Simon Willison on ethan-mollick

25 posts tagged “ethan-mollick”

2025

The issue with GPT-5 in a nutshell is that unless you pay for model switching & know to use GPT-5 Thinking or Pro, when you ask “GPT-5” you sometimes get the best available AI & sometimes get one of the worst AIs available and it might even switch within a single conversation.

— Ethan Mollick, highlighting that GPT-5 (high) ranks top on Artificial Analysis, GPT-5 (minimal) ranks lower than GPT-4.1

# 9th August 2025, 4:13 pm / gpt-5, ethan-mollick, generative-ai, ai, llms

Yesterday Anthropic got a bunch of buzz out of their new window.claude.complete() API which allows Claude Artifacts to run their own API calls to execute prompts.
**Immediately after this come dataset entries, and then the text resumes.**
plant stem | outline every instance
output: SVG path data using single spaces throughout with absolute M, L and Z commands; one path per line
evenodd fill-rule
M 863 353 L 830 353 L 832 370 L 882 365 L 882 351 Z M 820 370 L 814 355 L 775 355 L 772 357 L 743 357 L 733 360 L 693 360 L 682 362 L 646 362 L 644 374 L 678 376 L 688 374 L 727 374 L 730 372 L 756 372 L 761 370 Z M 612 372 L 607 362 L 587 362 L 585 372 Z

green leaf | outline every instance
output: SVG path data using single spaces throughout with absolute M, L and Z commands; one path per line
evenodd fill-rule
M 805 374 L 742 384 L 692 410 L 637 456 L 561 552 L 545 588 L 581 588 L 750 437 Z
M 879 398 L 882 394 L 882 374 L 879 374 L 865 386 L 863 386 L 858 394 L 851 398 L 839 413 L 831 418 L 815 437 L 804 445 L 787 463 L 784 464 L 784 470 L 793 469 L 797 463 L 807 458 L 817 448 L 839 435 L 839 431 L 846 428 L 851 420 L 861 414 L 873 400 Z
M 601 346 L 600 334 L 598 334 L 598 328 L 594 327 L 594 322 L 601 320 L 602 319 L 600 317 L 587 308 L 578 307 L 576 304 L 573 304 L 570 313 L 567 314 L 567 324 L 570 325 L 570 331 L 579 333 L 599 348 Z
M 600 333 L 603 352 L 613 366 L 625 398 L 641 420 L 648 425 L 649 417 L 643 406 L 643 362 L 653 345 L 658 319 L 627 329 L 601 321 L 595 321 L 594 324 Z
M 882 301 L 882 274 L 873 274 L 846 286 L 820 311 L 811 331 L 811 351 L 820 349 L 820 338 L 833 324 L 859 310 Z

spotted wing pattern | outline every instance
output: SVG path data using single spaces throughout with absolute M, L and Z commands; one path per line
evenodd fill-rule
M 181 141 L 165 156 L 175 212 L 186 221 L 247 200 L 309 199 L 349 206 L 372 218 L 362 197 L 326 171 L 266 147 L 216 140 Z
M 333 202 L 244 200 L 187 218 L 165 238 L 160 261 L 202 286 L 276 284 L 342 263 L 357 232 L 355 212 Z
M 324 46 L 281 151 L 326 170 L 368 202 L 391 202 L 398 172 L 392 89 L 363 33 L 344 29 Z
It turns out Gemini had beaten them to that feature by over a month, but the announcement was tucked away in a bullet point of their release notes for the 20th of May:

Vibe coding apps in Canvas just got better too! With just a few prompts, you can now build fully functional personalised apps in Canvas that can use Gemini-powered features, save data between sessions and share data between multiple users.

Ethan Mollick has been building some neat demos on top of Gemini Canvas, including this text adventure starship bridge simulator.

Similar to Claude Artifacts, Gemini Canvas detects if the application uses APIs that require authentication (to run prompts, for example) and requests the user sign in with their Google account:

# 26th June 2025, 3:45 pm / vibe-coding, gemini, generative-ai, ai, llms, google, ethan-mollick

In some tasks, AI is unreliable. In others, it is superhuman. You could, of course, say the same thing about calculators, but it is also clear that AI is different. It is already demonstrating general capabilities and performing a wide range of intellectual tasks, including those that it is not specifically trained on. Does that mean that o3 and Gemini 2.5 are AGI? Given the definitional problems, I really don’t know, but I do think they can be credibly seen as a form of “Jagged AGI” - superhuman in enough areas to result in real changes to how we work and live, but also unreliable enough that human expertise is often needed to figure out where AI works and where it doesn’t.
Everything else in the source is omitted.